Ayant donc reconnu la vraie Matière, ou Sperme et Semence de tous les Métaux, et ce que c’est que le Mercure cuit et congelé au Ventre de la Terre, far la chaleur du Soufre, qui le cuit par sa propre vertu, et par la Multiplication duquel différons Métaux sont produits et procréez dans la Terre ; car leur Semence ou Matière est semblable, cependant ces divers Métaux sont différons par une action accidentelle, savoir par la cuisson et nourriture plus grande ou plus petite, plus ou moins tempérée, plus ou moins brûlante, ce que les Philosophes affirment d’un commun accord. Car il est certain que toutes choses sont de ce en quoi elles se résolvent par leur dissolution ; comme on peut le voir par la Glace qui, étant formée d’Eau, se résout en Eau par la chaleur. S’il est manifeste que la Glace, étant Eau, s’est convertie en Eau, de même les Métaux, qui dans leurs principes ont été Mercure, se convertissent aussi en Mercure ; ce que je démontrerai dans ce Discours.
Cela supposé, nous résoudrons facilement l’Argument d’Aristote, qui dit au Livre des Météores : Sachent tous Artistes que les Espèces des Métaux ne peuvent se transmuer, s’ils ne sont réduits en leur première Matière : réduction dont nous parlerons dans la suite.
La Multiplication des Métaux est facile, mais non pas leur Transmutation ; car toute chose qui naît dans la Terre et y croît, se multiplie ; ce qui se voit dans les Plantes, les Arbres et les Animaux ; car d’un Grain, il s’en engendre mille Grains ; d’un Arbre, il procède mille Rameaux, ou pour mieux dire, une infinité d’autres Arbres, et d’un seul Homme s’est faite la procréation de tout le Genre Humain.
Toutes choses donc s’augmentant et se multipliant par leur Espèce, de même le Métal peut s’augmenter et se multiplier et cela sans aucune différence. Aristote demande si cette augmentation et multiplication se fait dans des Minières naturelles ou artificielles. Or il est constant que tous Métaux naissent et croissent dans la Terre. Donc il est possible qu’il se fasse en eux une augmentation et une multiplication à l’infini. Mais cela ne peut se faire que par ce qui est parfait dans la Lune, ou ordre des Métaux, dans la génération et perfection desquels est la parfaite Médecine, qui est l’Elixir des Philosophes, qu’on ne peut parvenir à faire que par un Moyen propre ou Chose interposée, parce qu’il n’y a point de Mouvement d’une Extrémité à une autre Extrémité, que par un moyen qui leur est propre. J’ai connu la nature de ce Moyen, ou Chose médiante, laquelle contient les Extrémités, qui sont le Soufre et le Mercure. De l’un et de l’autre se fait et s’accomplit l’Elixir par la Chose médiante, laquelle doit être naturellement purifiée, plus cuite, mieux digérée, meilleure, plus parfaite, et par conséquent plus prochaine.
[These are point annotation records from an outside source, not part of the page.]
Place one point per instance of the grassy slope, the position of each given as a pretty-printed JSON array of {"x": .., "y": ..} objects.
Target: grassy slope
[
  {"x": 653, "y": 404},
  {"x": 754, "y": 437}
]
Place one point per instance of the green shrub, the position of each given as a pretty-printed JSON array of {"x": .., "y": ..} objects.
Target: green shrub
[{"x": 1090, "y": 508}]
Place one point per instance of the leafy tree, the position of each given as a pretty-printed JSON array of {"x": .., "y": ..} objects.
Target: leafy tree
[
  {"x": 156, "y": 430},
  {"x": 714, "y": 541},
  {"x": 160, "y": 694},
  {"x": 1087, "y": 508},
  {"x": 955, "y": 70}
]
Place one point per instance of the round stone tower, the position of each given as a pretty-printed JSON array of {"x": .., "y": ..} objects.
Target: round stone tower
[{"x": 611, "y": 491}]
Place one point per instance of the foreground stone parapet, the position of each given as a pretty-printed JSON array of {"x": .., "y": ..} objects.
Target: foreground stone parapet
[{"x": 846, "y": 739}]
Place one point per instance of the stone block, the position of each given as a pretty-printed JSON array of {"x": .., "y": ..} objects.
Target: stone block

Ainsi, mon cher Lecteur, garde-toi d’errer et de manquer, car l’Homme recueillera seulement le semblable de ce qu’il aura semé. Tu vois donc maintenant ce que c’est que la Pierre des Philosophes, et tu connais les Moyens par lesquels on peut parvenir à la faire. Souviens-toi toujours que rien d’étranger ne se met ni ne s’ajoute dans sa Composition, et, au contraire, qu’on en ôte les choses superflues ; et que rien ne convient à notre Secret, sinon ce qui est prochain et de sa nature. Je viens donc de t’expliquer les Sentences et les Dits des Anciens avec leurs Paroles obscures et cachées sous des Enigmes et des Paraboles. Ce que j’ai fait, afin que tu juges que j’ai bien entendu la Doctrine des Philosophes, et que tu comprennes qu’ils n’ont rien écrit que de véritable.
Plus sur le sujet :
Le Désir Désiré ou Trésor de la philosophie ; ou Livre des six paroles, traité faussement attribué à Nicolas Flamel, est en réalité une version française du Thesaurus philosophiae d’Efferarius Monachius.